Consumers benefit from being able to view where their food or goods came from, and the journey of their purchase. If a product was marketed as organic, potentially the buyer could view the item’s provenance via a blockchain to see if it really came from an organic farm.

Blockchain does not however solve the issue of a farmer, say, lying about whether they used a pesticide. Nor would it stop a product simply being mislabeled.

PwC estimates that 40 per cent of food companies find food fraud difficult to detect with current methods, and 39 per cent think their products are easy to counterfeit.

In August last year, IBM announced it had formed a blockchain consortium including the likes of Dole, Driscoll’s, Nestlé, Unilever and Walmart, to explore the technology’s potential in the global food supply chain.

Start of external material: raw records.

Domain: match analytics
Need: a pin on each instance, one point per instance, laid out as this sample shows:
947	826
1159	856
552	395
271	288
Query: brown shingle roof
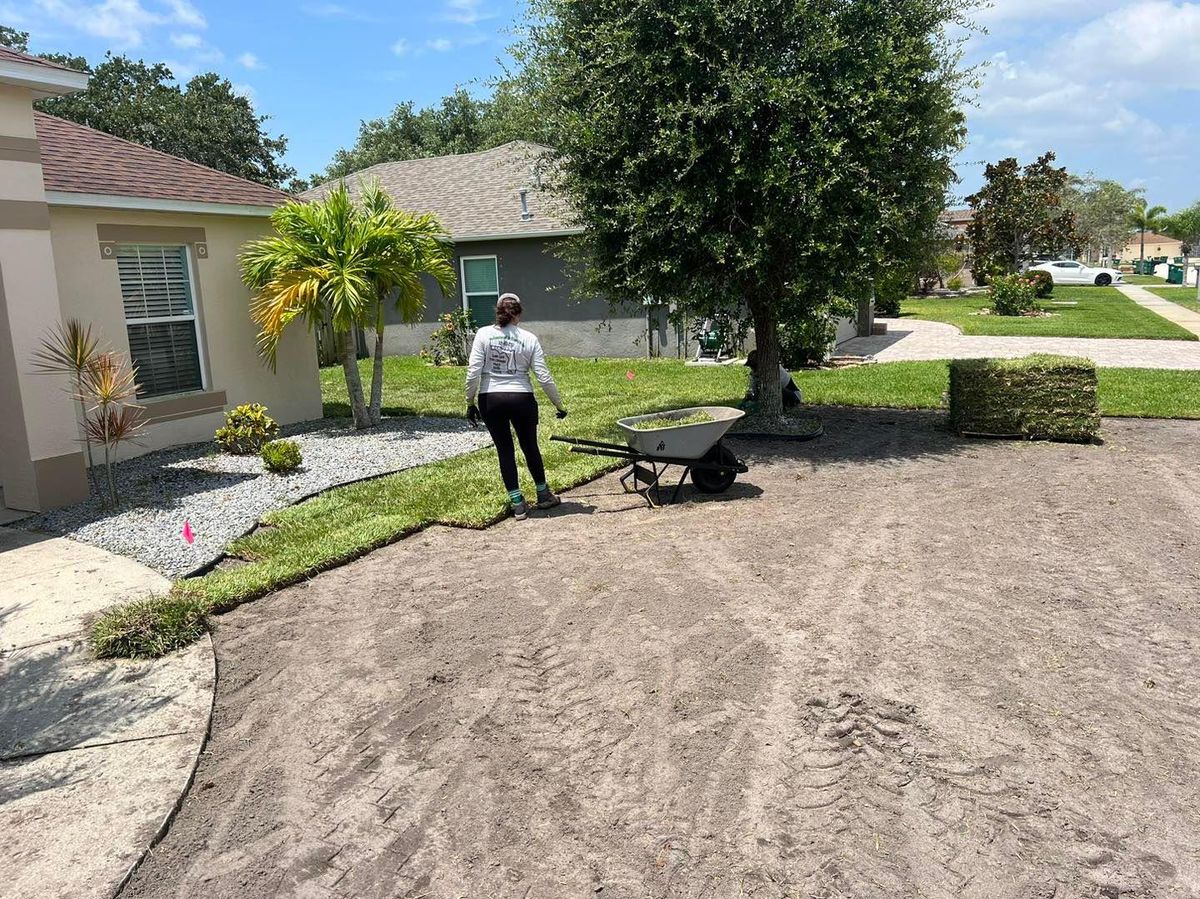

In December, QUT Professor Marcus Foth revealed his distributed ledger-based food provenance solution for Australian beef products dubbed the BeefLedger Blockchain.

“Blackmores goes to extraordinary lengths to have visibility over our supply chain and each of our products passes 30 tests and checks before it is released for sale.  So we’re exploring ways to leverage the technology and data that can provide our consumers with assurance that their trust in our products is well-placed,” said Blackmores CEO Richard Henfrey.

“Our commitment to quality doesn’t end in our distribution centre and we need to give consumers confidence in the products they purchase on e-commerce platforms.”

Fonterra China president Christina Zhu said consumers increasingly want to trace what they eat.

“In China and many other markets, we know consumers want to be able to trace the products they purchase online, so we welcome being a part of creating a globally respected framework that protects the reputation of food companies and gives greater value and consumer confidence,” she said.